Fachtagung zu Cannabis

Grüne Marburg-Biedenkopf

Derzeit wird über die Freigabe von Cannabis unter Überprüfung der Auswirkung durch Modellregion diskutiert. Grund ist u.a., dass wir eine Ungleichbehandlung verschiedener Drogen haben. Alkohol, Tabak und Tabletten verursachen viele Tote und Gesundheitsschäden, aber das vergleichsweise weniger gefährliche Cannabis wird rechtlich restriktiver behandelt. Durch die Illegalität von Anbau und Handel blüht der Schwarzmarkt, sind verunreinigte Stoffe, solche mit Beimischungen oder mit höherem THC-Gehalt zu bekommen, die vor allem für die Konsumrisiken verantwortlich sind.

Vor diesem Hintergrund haben wir Grüne beantragt eine Fachtagug zu orgsnisieren, damit wir Kreistagsmitglieder zu einer fundierten Entscheidung für den Weg des Landkreises kommen. Hierzu habe ich am 14. Juli folgende Rede gehalten:

Vorweg: Wir entscheiden hier nicht über die Freigabe von Cannabis, das ist Sache des Bundestags auf Antrag des Bundesgesundheitsministers, wie diese Woche das Bundesverfassungsgericht wiederholt feststellte: Es ist Aufgabe des Gesetzgebers Strafnormen an die gesellschaftliche Entwicklung anzupassen.
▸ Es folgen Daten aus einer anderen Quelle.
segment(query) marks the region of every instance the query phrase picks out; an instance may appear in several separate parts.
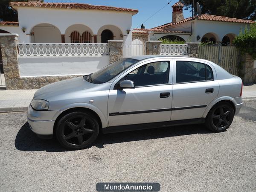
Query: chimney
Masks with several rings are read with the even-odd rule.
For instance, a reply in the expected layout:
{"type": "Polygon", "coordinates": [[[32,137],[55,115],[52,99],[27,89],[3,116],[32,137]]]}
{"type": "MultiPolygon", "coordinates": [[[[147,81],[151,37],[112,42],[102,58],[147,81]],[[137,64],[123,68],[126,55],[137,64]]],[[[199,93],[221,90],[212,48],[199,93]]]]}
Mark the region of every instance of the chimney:
{"type": "Polygon", "coordinates": [[[172,23],[178,22],[184,19],[183,15],[183,7],[184,5],[181,2],[177,2],[174,4],[172,7],[172,23]]]}

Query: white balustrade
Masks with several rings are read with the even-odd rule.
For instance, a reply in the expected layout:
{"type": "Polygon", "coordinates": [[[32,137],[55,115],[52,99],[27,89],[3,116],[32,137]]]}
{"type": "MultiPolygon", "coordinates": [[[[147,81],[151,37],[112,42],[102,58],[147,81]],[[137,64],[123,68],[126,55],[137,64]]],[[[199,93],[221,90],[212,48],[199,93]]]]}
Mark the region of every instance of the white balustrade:
{"type": "Polygon", "coordinates": [[[188,55],[187,44],[161,44],[160,55],[188,55]]]}
{"type": "Polygon", "coordinates": [[[108,44],[19,44],[18,47],[19,57],[109,55],[108,44]]]}

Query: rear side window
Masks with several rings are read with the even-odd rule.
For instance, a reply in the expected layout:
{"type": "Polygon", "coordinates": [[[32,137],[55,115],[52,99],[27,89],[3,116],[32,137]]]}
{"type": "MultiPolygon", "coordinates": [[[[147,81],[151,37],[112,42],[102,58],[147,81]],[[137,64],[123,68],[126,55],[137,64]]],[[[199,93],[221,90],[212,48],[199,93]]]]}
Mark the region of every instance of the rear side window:
{"type": "Polygon", "coordinates": [[[197,62],[176,61],[176,83],[212,80],[212,70],[208,65],[197,62]]]}

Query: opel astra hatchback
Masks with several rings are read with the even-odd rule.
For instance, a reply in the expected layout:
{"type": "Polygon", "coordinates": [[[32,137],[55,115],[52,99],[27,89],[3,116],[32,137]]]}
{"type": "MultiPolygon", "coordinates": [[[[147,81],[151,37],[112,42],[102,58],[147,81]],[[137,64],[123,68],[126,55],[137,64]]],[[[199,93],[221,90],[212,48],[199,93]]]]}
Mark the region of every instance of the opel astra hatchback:
{"type": "Polygon", "coordinates": [[[45,86],[29,107],[31,129],[68,149],[103,133],[205,123],[230,125],[242,105],[241,79],[212,62],[179,56],[124,58],[93,74],[45,86]]]}

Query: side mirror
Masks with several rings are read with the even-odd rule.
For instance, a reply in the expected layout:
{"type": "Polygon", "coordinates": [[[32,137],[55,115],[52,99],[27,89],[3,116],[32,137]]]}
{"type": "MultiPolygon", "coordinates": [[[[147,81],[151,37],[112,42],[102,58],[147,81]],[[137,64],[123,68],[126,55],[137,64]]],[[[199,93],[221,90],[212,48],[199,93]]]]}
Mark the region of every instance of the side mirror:
{"type": "Polygon", "coordinates": [[[127,79],[121,81],[119,85],[122,89],[134,89],[135,88],[134,82],[127,79]]]}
Wir entscheiden darüber, ob wir die gleichen Fehler wie bei Tabak und Alkohol machen, Zitat Bundesministerium für Gesundheit: „In der Gesellschaft herrscht eine weit verbreitete unkritisch positive Einstellung zum Alkohol vor.“

Jährlich rund 75.000 Todesfälle durch Alkoholkonsum gibt es in Deutschland, nicht selten verbunden mit Konsum von Tabak. Mittelbare Todesfälle, Krebserkrankungen u.a. kommen noch hinzu, allein 60.000 Tote durch Lungenkrebs.
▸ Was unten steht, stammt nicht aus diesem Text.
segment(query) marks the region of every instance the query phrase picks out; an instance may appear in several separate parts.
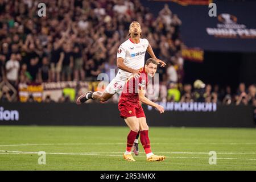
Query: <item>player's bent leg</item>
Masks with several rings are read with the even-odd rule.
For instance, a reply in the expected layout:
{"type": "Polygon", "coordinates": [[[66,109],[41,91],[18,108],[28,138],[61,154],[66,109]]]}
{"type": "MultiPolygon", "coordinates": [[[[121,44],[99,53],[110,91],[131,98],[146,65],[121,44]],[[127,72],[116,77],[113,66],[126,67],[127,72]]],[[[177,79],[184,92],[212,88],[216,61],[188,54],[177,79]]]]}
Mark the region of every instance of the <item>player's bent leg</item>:
{"type": "Polygon", "coordinates": [[[147,124],[146,118],[138,118],[139,122],[139,130],[141,133],[141,142],[145,150],[147,155],[147,161],[162,161],[164,160],[165,156],[154,154],[151,149],[150,140],[148,137],[148,126],[147,124]]]}
{"type": "Polygon", "coordinates": [[[125,118],[125,121],[131,131],[127,137],[126,150],[123,154],[123,159],[127,161],[135,161],[131,155],[131,147],[139,130],[139,125],[136,117],[125,118]]]}
{"type": "Polygon", "coordinates": [[[154,161],[162,161],[166,158],[163,155],[156,155],[155,154],[152,155],[151,156],[147,158],[147,161],[154,162],[154,161]]]}
{"type": "Polygon", "coordinates": [[[93,93],[92,98],[101,102],[105,102],[112,97],[113,95],[106,92],[102,93],[100,91],[97,91],[93,93]]]}
{"type": "Polygon", "coordinates": [[[139,131],[138,132],[138,134],[136,136],[136,138],[133,143],[133,151],[135,155],[139,155],[139,131]]]}
{"type": "Polygon", "coordinates": [[[85,93],[85,94],[83,94],[79,97],[77,98],[77,100],[76,100],[76,104],[77,105],[81,105],[84,102],[85,102],[86,101],[89,100],[90,98],[89,98],[89,96],[92,94],[92,91],[89,91],[85,93]]]}

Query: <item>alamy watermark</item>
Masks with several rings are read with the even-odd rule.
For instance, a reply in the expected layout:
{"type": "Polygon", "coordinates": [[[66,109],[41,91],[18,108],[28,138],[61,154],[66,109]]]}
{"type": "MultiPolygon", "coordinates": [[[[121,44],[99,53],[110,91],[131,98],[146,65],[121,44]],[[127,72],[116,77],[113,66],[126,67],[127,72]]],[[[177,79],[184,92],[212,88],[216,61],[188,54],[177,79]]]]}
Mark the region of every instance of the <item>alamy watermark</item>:
{"type": "Polygon", "coordinates": [[[210,157],[209,158],[209,164],[217,164],[217,153],[216,151],[211,151],[209,152],[209,155],[210,157]]]}
{"type": "Polygon", "coordinates": [[[39,165],[46,164],[46,153],[45,151],[39,151],[38,155],[40,156],[38,158],[38,163],[39,165]]]}
{"type": "Polygon", "coordinates": [[[38,4],[38,7],[40,8],[38,11],[38,15],[39,17],[46,16],[46,5],[45,3],[41,2],[38,4]]]}
{"type": "Polygon", "coordinates": [[[209,8],[210,9],[209,10],[208,15],[210,17],[216,17],[217,16],[217,5],[214,3],[211,3],[209,4],[209,8]]]}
Über 10.000 Kinder und Jugendliche werden im Jahr aufgrund von Alkoholmissbrauch stationär in einem Krankenhaus behandelt, darunter Kinder schon ab 10 Jahren. Statistisch alle 10-14 Tage eins in unserem Landkreis.

Gegenüber diesem Drogenmissbrauch sind wir als Gesellschaft blind. Tot und Erkrankungen werden akzeptiert. Alkoholpräventionsprogramme verpuffen, die Verbotspolitik ist gescheitert. Oder um es mit den Worten des BVerfG zu sagen; der Genuss von Alkohol kann wegen der herkömmlichen Konsumgewohnheiten nicht effektiv unterbunden werden. Drogenkonsum ist im weltweiten Vergleich eben auch immer eine kulturelle Frage.

Damit wir diese Fehler nicht bei der Freigabe von Cannabis wiederholen, wenn auch dessen Gefährlichkeit nach bisheriger Erkenntnis nicht so hoch ist oder wie es das BVerfG formulierte „weit weniger gefährlich,“ , gilt es aufzuklären, zu kontrollieren und zu beraten.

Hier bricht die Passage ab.